Ilya Yashin: See You Tomorrow in Court!

Ilya Yashin

Tomorrow, September 7, the court will consider the complaint filed by my lawyers in accordance with Article 125 of the Russian Federal Criminal Procedures Code. We demand that the decision to launch a criminal case itself be ruled unlawful due to the fact that there is no evidence that a crime was committed..

The hearing will take place at 2:00 p.m. in [Moscow’s] Basmanny District Court (11 Kalanchevskaya Street, Room 24). I will be plugged into the meeting via a video link from the pre-trial detention center.

Of course, I have no illusions about “Basmanny justice.” But I want to note the excellent work of my defense team of Maria Eismont, Vadim Prokhorov, and Mikhail Biryukov, as well as lawyers Natalia Sekretaryova and Natalia Morozova, who have simply torn apart the state’s “evidence” in this shameful case.

If you want to see for yourself how clumsily and unprofessionally the indictment has been concocted, I strongly advise you (especially the law students among you) to peruse the text of the complaint.

Source: Ilya Yashin, Facebook, 6 September 2022. Photo by Alexandra Astakhova.
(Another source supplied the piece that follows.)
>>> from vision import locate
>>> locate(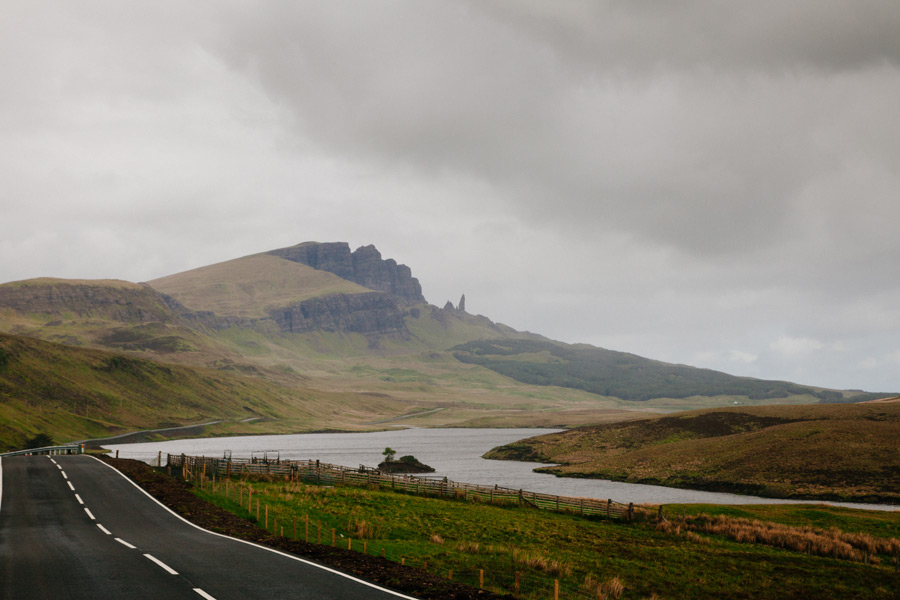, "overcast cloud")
[0,0,900,391]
Translated by the Russian Reader

A Bill of Goods

“Commander [watch]. Death to spies: commissioned by the GRU of the USSR.”
Source: Kitenhome, where the watch is identified as a “vintage men’s wrist watch” from 1990. It is priced to sell at $29.99.

Only the blind can claim that Vladimir Putin wants to revive the Soviet Union. On the contrary, he has built one of the most Darwinian and irresponsible capitalist systems on the planet. Only its imperial ambitions and the normalization of permanent theft bear any relation to the late Soviet state. Only the fear of the return of a totalitarian regime, which struck several generations in Russia, has delayed a left turn among the young. But the war has finally started it.

After February 24, the protest against the Putin regime, amplified by antiwar sentiment, was embodied in a digital resistance movement. The global media has been largely silent about this fact, but military commissariats in Russia burn down every few days, freight trains with weapons or raw materials for military factories derail, and the walls of houses and fences are covered with huge pro-Ukrainian graffiti at night. Volunteers take care of Ukrainians forcibly displaced to Russia and help them flow to Europe. This resistance is horizontal and egalitarian, and it is mainly engaged in by twenty- to thirty-year-olds. What values drive them?

[…]

The range of the views of this new left is wide — from anarcho-federalism to social liberalism — but at its heart is a clear demand for equality and a restart of the state with an economy focused on personal self-realization, the satisfaction of basic needs, and the protection of rights. As Russians come to accept responsibility for the terror inflicted on Ukraine, we can expect turbulence to last for decades. But one reason for optimism is the likely fact that any new Russia — or several Russias — will be leftist.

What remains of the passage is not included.